Endereço para correspondência

 

 


RESUMO

Trata-se da construção de um caso clínico no contexto do trabalho como enfermeiro de um serviço da atenção psicossocial. Para isso, buscou-se orientar tanto a clínica como a elaboração escrita, a partir do referencial psicanalítico. Assim, apresenta-se o caso de Raul, o "Maluco Beleza", que possibilitou o aprendizado do trabalho com o inconsciente e orientou a autoria na direção do tratamento. Percebe-se que, assumindo o papel de "Secretário do Alienado", como o consumo de álcool, para Raul, se relaciona com uma tentativa de laço social e como o significante "Raul Seixas", que faz suplência ao Nome-do-Pai, permite uma amarração possível para esse inconsciente a céu aberto, característico da psicose.

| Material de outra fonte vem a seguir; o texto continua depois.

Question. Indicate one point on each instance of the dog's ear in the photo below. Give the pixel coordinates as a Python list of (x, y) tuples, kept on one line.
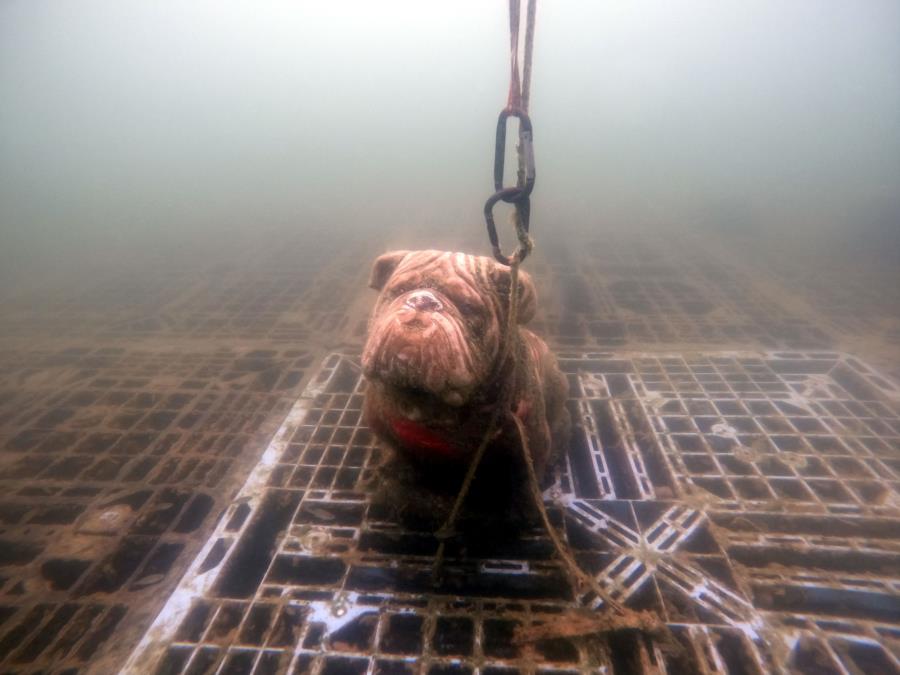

Descritores: Enfermagem Psiquiátrica; Transtornos Relacionados ao Uso de Substâncias; Inconsciente (Psicologia); Psicanálise; Transtornos Psicóticos.


 

 

INTRODUÇÃO

A questão da droga, atualmente, tem sido encarada como grave problema que envolve não apenas a saúde, mas toda uma estrutura de políticas sociais, merecendo a atenção de diversas áreas. A discussão sobre o que se chama de droga está longe de ser algo unidirecional, ou algo meramente destinado à punição ou às restrições.

No Brasil, a droga só começa a se caracterizar como problema de saúde pública, com o processo de "metropolização" do Rio de Janeiro, após a chegada da família real portuguesa, quando se intensifica o comércio de bebidas destiladas e o consumo torna-se consumo de massa, especialmente pela classe trabalhadora formada nessa época(1).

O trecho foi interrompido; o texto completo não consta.